🤖 AI Summary
Antibody preclinical optimization typically requires multiple iterative engineering cycles, yet existing methods struggle to consistently incorporate structural priors across iterations due to the scarcity of experimental complex structures. To address this, we present the first structure-aware iterative optimization framework for antibody–antigen complexes. Our approach integrates a sequence-structure joint diffusion generative model with end-to-end complex structure prediction and experimental feedback-guided sampling—enabling continuous structure-aware design without requiring full experimental structures at each round. Crucially, it supports multi-round co-optimization of affinity and developability without periodic structural re-determination.

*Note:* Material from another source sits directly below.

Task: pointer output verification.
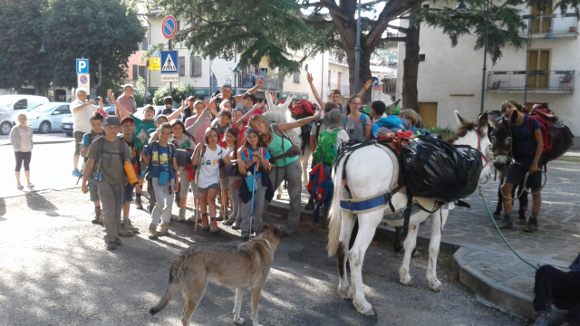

In silico simulations and in vitro experiments across multiple targets demonstrate rapid generation of high-affinity antibodies, reducing optimization cycles by over 40% and significantly improving key developability metrics—including solubility, thermal stability, and aggregation resistance.
📝 Abstract
Therapeutic antibody candidates often require extensive engineering to improve key functional and developability properties before clinical development. This can be achieved through iterative design, where starting molecules are optimized over several rounds of in vitro experiments. While protein structure can provide a strong inductive bias, it is rarely used in iterative design due to the lack of structural data for continually evolving lead molecules over the course of optimization. In this work, we propose a strategy for iterative antibody optimization that leverages both sequence and structure as well as accumulating lab measurements of binding and developability. Building on prior work, we first train a sequence-structure diffusion generative model that operates on antibody-antigen complexes. We then outline an approach to use this model, together with carefully predicted antibody-antigen complexes, to optimize lead candidates throughout the iterative design process. Further, we describe a guided sampling approach that biases generation toward desirable properties by integrating models trained on experimental data from iterative design. We evaluate our approach in multiple in silico and in vitro experiments, demonstrating that it produces high-affinity binders at multiple stages of an active antibody optimization campaign.